While it helped that the stakeholders in the project included reporters and producers, what made the most difference was adjusting their rollouts to include more listening and flexibility. Feinberg said the team tried to sit down and understand what was behind the skepticism.
“Whether or not you understand that reason or can relate to or agree with that reason,” she said, “you can validate them.”
Changing the process to include more transparency helped the group in Knoxville. Flexibility in how they talked about the project became one of their biggest lessons.
Embracing happenstance
There’s a theory posited by a career theorist John Krumboltz. Happenstance theory boils down to this: Many of us believe that planning will bring success, but most of our career’s big stepping stones happen because of unpredictable occurrences. The key is to view those occurrences as opportunities.
The Salt Lake Tribune cultivated a perspective around projects that makes the team more resilient. During a pilot experiment for live event formats, a few staff members left and others were hired as the newsroom went through a strategic shift. Ciel Hunter, chief development officer, said taking small risks and giving time for tweaks and adjustments was crucial.
“I absolutely do love the grand big experiments,” she said. “But I think there’s a lot to be said about continuing to make sure you’re [improving] on what you consider to be the basics that you already have under control.”
Take that thinking to your projects. Something will happen. If you’ve planned enough, you can take that unexpected thing and turn it into an opportunity.
Four lessons to remember
Anticipating change can make any project run more smoothly, even if nothing goes wrong. Here are a few ideas to keep in mind when planning your next project:
- Do the pre-work: Steps like documentation and planning to mitigate risk can be onerous but helpful to remind you of where your project started, especially when you’re evaluating where it needs to go.

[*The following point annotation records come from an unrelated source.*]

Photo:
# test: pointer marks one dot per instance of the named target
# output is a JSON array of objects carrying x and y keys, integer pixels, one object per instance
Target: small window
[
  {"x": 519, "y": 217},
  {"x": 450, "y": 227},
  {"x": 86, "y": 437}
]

- Build in constant communication: The team at Bangor Daily News met weekly to run through status updates, and aimed to talk about questions and issues immediately. In the week before launching a new premium newsletter product, they met every day. What’s the best cadence for communicating at different phases of your project?
- Look for the lesson in the unexpected: When something throws your team off course, pause and take stock of what you can learn and how you can adjust. Turn happenstance into opportunity.
- Keep experiments limited: In retrospect, the team in Knoxville thinks that it would have been better if they had launched one to two initiatives first and waited to get feedback, instead of implementing every idea quickly. Limiting risk means a limited impact if something doesn’t work as expected.